Let’s start with what we already knew: If you’ve used a tanning bed at any point in time, you’ve increased your risk of melanoma, the deadliest form of cancer. Before now, the belief was that indoor tanners were 74 percent more likely to develop melanoma than those who have never tanned indoors, and that just one session in a tanning bed could increase the risk by 20 percent. But this new research suggests that tanning bed usage actually triples the risk of skin cancer—a 200 percent increase. It also offers new insights on the alarmingly unique way tanning beds cause cancer.
The study analyzed thousands of medical records, comparing melanoma rates in tanning bed users versus non-users.
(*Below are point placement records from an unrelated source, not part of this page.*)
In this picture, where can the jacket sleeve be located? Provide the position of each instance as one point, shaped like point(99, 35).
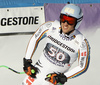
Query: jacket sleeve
point(83, 60)
point(33, 43)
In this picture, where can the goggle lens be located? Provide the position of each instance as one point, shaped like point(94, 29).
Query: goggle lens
point(70, 20)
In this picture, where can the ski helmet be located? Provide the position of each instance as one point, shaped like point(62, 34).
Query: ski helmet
point(74, 11)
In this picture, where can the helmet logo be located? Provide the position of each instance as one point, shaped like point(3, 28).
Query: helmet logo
point(69, 10)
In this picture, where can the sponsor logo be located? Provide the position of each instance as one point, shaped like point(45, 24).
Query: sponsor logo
point(61, 44)
point(19, 21)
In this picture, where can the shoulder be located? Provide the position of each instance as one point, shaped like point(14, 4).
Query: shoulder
point(49, 24)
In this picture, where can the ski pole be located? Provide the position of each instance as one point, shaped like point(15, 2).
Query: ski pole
point(12, 69)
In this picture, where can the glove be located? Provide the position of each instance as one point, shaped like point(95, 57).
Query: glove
point(55, 78)
point(29, 69)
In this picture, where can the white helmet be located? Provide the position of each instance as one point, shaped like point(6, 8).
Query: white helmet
point(74, 11)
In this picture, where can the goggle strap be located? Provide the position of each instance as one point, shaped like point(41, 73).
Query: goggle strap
point(79, 19)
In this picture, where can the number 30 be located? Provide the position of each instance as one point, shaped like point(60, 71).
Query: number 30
point(59, 56)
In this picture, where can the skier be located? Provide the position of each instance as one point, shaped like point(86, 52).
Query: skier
point(64, 45)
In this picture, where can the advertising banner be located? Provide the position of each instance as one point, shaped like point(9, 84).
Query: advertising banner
point(21, 19)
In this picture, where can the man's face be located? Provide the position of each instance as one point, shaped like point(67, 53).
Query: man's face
point(66, 28)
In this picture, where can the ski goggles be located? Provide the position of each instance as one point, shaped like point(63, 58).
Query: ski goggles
point(70, 20)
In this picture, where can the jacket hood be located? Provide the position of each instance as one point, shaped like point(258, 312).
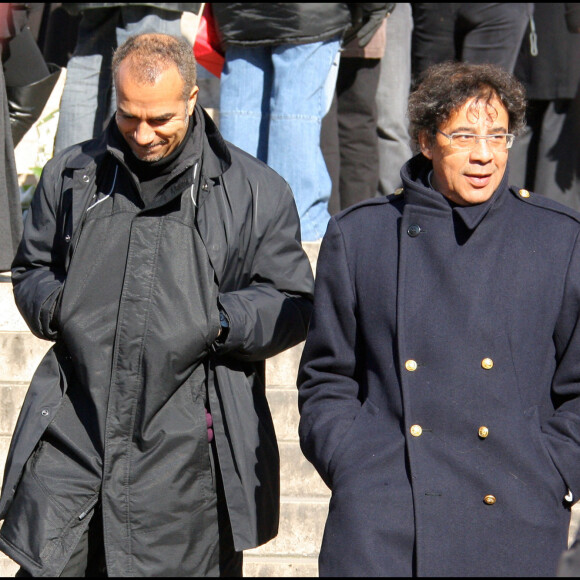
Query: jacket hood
point(415, 177)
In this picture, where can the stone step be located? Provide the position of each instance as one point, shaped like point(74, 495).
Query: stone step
point(298, 478)
point(281, 370)
point(278, 567)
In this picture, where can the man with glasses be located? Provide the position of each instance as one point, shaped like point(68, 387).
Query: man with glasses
point(439, 386)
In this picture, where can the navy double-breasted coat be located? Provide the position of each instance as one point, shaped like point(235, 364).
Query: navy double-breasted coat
point(440, 380)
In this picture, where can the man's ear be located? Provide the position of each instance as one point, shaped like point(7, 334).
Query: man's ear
point(425, 144)
point(192, 100)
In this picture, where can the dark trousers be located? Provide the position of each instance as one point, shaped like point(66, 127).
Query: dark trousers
point(545, 158)
point(473, 32)
point(348, 137)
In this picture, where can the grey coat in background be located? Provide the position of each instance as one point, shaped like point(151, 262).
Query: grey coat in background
point(10, 209)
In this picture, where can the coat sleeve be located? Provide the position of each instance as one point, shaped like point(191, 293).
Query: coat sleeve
point(328, 390)
point(562, 430)
point(37, 272)
point(271, 313)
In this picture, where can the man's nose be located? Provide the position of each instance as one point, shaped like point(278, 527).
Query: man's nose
point(144, 134)
point(482, 151)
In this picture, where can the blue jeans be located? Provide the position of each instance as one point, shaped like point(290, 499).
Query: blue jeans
point(272, 101)
point(88, 99)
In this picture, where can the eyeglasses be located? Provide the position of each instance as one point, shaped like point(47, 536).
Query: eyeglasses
point(468, 141)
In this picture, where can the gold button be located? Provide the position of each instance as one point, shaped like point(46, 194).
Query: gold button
point(416, 430)
point(487, 363)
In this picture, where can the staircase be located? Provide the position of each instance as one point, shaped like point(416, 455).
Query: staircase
point(304, 497)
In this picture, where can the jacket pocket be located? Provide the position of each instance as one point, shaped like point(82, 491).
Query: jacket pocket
point(348, 452)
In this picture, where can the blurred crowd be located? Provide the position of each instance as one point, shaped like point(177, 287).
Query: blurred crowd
point(317, 91)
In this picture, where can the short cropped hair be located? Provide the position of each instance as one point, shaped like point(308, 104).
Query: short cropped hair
point(150, 54)
point(446, 87)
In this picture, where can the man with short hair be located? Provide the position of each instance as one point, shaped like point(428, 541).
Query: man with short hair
point(166, 265)
point(439, 386)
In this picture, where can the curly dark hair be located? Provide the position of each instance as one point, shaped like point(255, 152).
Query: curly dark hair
point(445, 87)
point(150, 54)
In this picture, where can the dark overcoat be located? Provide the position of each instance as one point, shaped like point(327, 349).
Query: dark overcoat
point(130, 296)
point(439, 387)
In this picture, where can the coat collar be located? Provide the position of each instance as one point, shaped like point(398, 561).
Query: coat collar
point(418, 191)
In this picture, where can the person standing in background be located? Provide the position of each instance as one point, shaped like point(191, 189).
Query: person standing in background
point(475, 32)
point(546, 158)
point(349, 137)
point(392, 98)
point(277, 85)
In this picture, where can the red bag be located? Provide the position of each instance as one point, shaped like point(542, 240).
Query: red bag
point(207, 47)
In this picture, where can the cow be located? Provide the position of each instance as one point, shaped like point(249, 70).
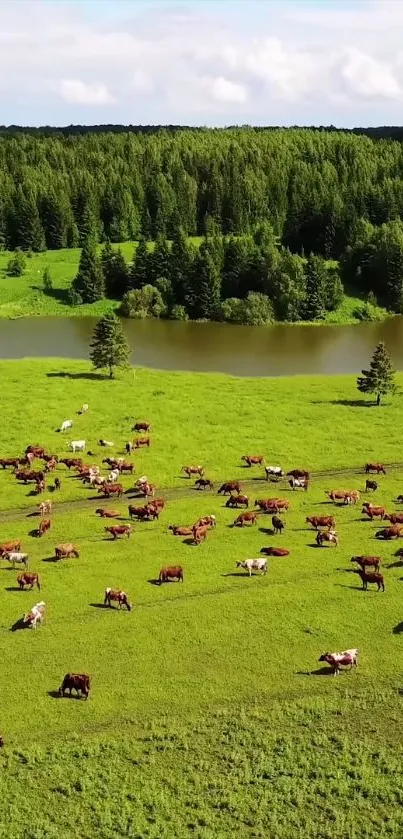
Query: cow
point(273, 472)
point(321, 521)
point(77, 445)
point(66, 550)
point(35, 615)
point(367, 562)
point(228, 487)
point(278, 525)
point(253, 459)
point(79, 682)
point(375, 467)
point(253, 565)
point(174, 572)
point(120, 597)
point(16, 558)
point(119, 530)
point(376, 578)
point(348, 658)
point(237, 501)
point(246, 518)
point(275, 551)
point(28, 578)
point(66, 425)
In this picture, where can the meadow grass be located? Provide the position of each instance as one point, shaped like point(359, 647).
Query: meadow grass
point(206, 717)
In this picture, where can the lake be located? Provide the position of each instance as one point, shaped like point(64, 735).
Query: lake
point(278, 350)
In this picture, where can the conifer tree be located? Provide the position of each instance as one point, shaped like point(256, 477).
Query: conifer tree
point(380, 378)
point(109, 346)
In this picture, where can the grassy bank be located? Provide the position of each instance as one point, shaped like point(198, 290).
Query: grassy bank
point(207, 717)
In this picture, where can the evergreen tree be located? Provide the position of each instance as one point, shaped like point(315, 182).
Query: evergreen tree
point(88, 282)
point(109, 346)
point(380, 378)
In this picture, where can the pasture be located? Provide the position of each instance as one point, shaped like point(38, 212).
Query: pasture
point(209, 713)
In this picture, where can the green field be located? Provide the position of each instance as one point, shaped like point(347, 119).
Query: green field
point(206, 716)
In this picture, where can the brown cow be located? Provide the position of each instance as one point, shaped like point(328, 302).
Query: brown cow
point(375, 467)
point(79, 682)
point(367, 562)
point(321, 521)
point(28, 578)
point(246, 518)
point(275, 551)
point(119, 530)
point(174, 572)
point(372, 511)
point(9, 547)
point(237, 501)
point(228, 487)
point(66, 550)
point(253, 459)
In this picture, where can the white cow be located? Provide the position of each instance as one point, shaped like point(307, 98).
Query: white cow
point(66, 425)
point(35, 616)
point(253, 565)
point(77, 445)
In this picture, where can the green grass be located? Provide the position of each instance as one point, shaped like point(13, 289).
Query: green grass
point(205, 718)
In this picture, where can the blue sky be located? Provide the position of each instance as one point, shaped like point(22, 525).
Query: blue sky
point(201, 62)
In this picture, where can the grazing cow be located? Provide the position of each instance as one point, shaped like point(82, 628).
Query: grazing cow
point(7, 547)
point(376, 578)
point(66, 425)
point(193, 470)
point(174, 572)
point(141, 426)
point(16, 558)
point(178, 530)
point(299, 483)
point(367, 562)
point(348, 658)
point(392, 532)
point(237, 501)
point(372, 511)
point(120, 597)
point(253, 459)
point(245, 518)
point(35, 615)
point(28, 578)
point(77, 445)
point(229, 487)
point(79, 682)
point(273, 472)
point(107, 514)
point(203, 483)
point(119, 530)
point(44, 525)
point(253, 565)
point(327, 536)
point(275, 551)
point(321, 521)
point(66, 550)
point(375, 467)
point(394, 518)
point(278, 525)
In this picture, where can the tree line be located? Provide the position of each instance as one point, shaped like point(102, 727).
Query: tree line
point(334, 194)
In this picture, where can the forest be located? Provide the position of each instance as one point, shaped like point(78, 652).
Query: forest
point(288, 217)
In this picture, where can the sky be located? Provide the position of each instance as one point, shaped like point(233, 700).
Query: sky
point(201, 62)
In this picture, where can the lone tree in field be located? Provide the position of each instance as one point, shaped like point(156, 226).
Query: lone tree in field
point(380, 378)
point(109, 347)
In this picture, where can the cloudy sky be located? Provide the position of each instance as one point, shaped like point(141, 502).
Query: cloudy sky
point(201, 62)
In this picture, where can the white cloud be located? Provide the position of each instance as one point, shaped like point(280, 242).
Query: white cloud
point(76, 92)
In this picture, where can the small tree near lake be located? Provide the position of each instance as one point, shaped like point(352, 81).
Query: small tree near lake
point(109, 347)
point(380, 378)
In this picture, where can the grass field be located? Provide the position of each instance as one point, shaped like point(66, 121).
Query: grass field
point(207, 717)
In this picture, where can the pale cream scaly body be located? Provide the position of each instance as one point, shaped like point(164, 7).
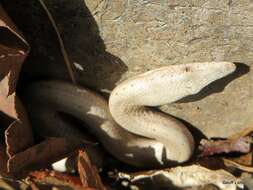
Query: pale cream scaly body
point(129, 129)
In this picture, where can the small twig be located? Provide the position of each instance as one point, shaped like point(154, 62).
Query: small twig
point(63, 50)
point(13, 180)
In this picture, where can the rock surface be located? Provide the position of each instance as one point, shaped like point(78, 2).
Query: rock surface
point(112, 40)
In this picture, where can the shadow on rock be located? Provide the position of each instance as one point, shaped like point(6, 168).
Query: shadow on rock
point(218, 85)
point(94, 66)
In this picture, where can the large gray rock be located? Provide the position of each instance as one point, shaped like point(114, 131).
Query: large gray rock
point(112, 40)
point(153, 33)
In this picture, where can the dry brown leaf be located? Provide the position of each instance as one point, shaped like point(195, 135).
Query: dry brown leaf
point(57, 178)
point(211, 147)
point(88, 173)
point(13, 51)
point(187, 176)
point(231, 163)
point(41, 155)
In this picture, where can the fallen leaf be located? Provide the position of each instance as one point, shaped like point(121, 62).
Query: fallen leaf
point(211, 147)
point(42, 154)
point(57, 178)
point(187, 176)
point(88, 173)
point(13, 51)
point(231, 163)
Researchers also used single-cell DNA sequencing to investigate 182 skin biopsies from tanning bed users and control subjects on a cellular level. Its findings show that the UV light from tanning beds mutates skin cells and causes “melanoma-linked DNA damage across nearly the entire skin surface.”
It’s already a known fact that indoor and outdoor tanning alike can cause DNA damage, but what these new findings tell us is that the DNA damage caused by tanning beds is on a wholly different level compared to regular sun exposure. “This study is interesting in that it shows more mutations and unique mutations associated with tanning beds [than previously known],” says Caren Campbell, MD, a board-certified dermatologist in San Francisco. “Genetics put us at risk, and then high-risk behaviors put us at risk for cancers. At a DNA level, [tanning bed use] is a high-risk behavior, which we knew, but this proves… it’s changing the DNA.”
According to Mona Gohara, MD, a board-certified dermatologist and clinical professor at the Yale School of Medicine Department of Dermatology, a cell mutation is a “permanent mistake” in a cell’s DNA. “Think of DNA like a spell-check for your skin: when tanning beds hit cells with intense UV radiation, they introduce typos. Most typos are harmless, but some land in dangerous places—genes that control growth—and that’s where cancer can begin,” she says. “This study shows tanning bed users had twice as many of these dangerous typos as non-users, which helps explain why their melanoma risk is so much higher.”
As we know, skin cancer is generally identified via moles and other skin lesions, but the study found that DNA changes among tanning bed users were present in areas of the skin that looked entirely normal. “Even in normal skin from indoor tanning patients, areas where there are no moles, we found DNA changes that are precursor mutations that predispose to melanoma,” Pedram Gerami, MD, a professor of skin cancer research at Northwestern University Feinberg School of Medicine and one of the study’s authors, shared in a press release. “That has never been shown before.”